You could also say “well, some disgust isn’t rational, but the disgusting aspect of animal slaughter is a different kind of disgust which is rational”, but you’d be hard pressed to come up with an argument for why the two kinds of disgust are different that doesn’t amount to a direct argument for vegetarianism that could be expressed without involving disgust at all.
I think that if I were in Nazi Germany, it would be acceptable to forcibly show people videos of concentration camps to save Jews. However, if I were in Nazi Germany, it would also be acceptable to cheat, to destroy property, or even to shoot people in order to save Jews.
To a rational vegetarian who thinks that eating animals is as bad as killing Jews, it would be moral to do anything in order to prevent the eating of animals. However, such a variety of vegetarian is a menace to society from the point of view of other people who don’t share in his ideology, and would (according to those other people) need to be stopped—and rationality doesn’t really matter at this point; whether he is stopped would only be a question of who is more powerful.

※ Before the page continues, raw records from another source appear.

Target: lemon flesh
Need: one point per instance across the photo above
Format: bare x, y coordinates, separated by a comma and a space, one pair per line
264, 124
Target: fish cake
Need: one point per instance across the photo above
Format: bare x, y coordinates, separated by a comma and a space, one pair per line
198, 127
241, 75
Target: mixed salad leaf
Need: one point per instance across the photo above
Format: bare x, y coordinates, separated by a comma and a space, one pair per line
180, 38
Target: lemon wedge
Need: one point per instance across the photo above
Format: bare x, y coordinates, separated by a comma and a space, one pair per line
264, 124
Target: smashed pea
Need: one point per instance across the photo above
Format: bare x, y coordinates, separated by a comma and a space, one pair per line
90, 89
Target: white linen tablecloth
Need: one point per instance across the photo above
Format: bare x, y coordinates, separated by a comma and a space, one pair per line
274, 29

Now, suppose that a vegetarian thinks that eating animals is only 1/1000 as bad as killing Jews. If it’s okay to do otherwise evil things to save a Jew in Nazi Germany, then this vegetarian ought to be willing to do them to create 1001 vegetarians. So vegetarians should be shooting people right and left (or doing other inherently immoral things) if they think it advances vegetarianism enough.
Of course, it’s not possible for a vegetarian to be absolutely certain about vegetarianism, and once he accounts for his own uncertainty about vegetarianism in the calculation, the possibility that he is wrong and will have committed murder makes it no longer palatable to kill people to create vegetarians even if you’re creating lots and lots of vegetarians.
(And if he then reasons “okay, I shouldn’t kill to create 1001 vegetarians, but my uncertainty about vegetarianism is so low that it’s okay to kill to create a million vegetarians, that still doesn’t work because he is also uncertain about what his uncertainty is.)
Doing an (otherwise) mildly immoral thing to create many vegetarians is similar, except that of course the acceptable bound on his uncertainty about vegetarianism is higher—maybe high enough that he actually could justify it. But then this brings in other considerations—if he can mildly hurt other people for vegetarianism, then others will also be able to mildly hurt him for their own pet causes, for instance, and things may be overall better off if nobody is allowed to hurt others for their causes.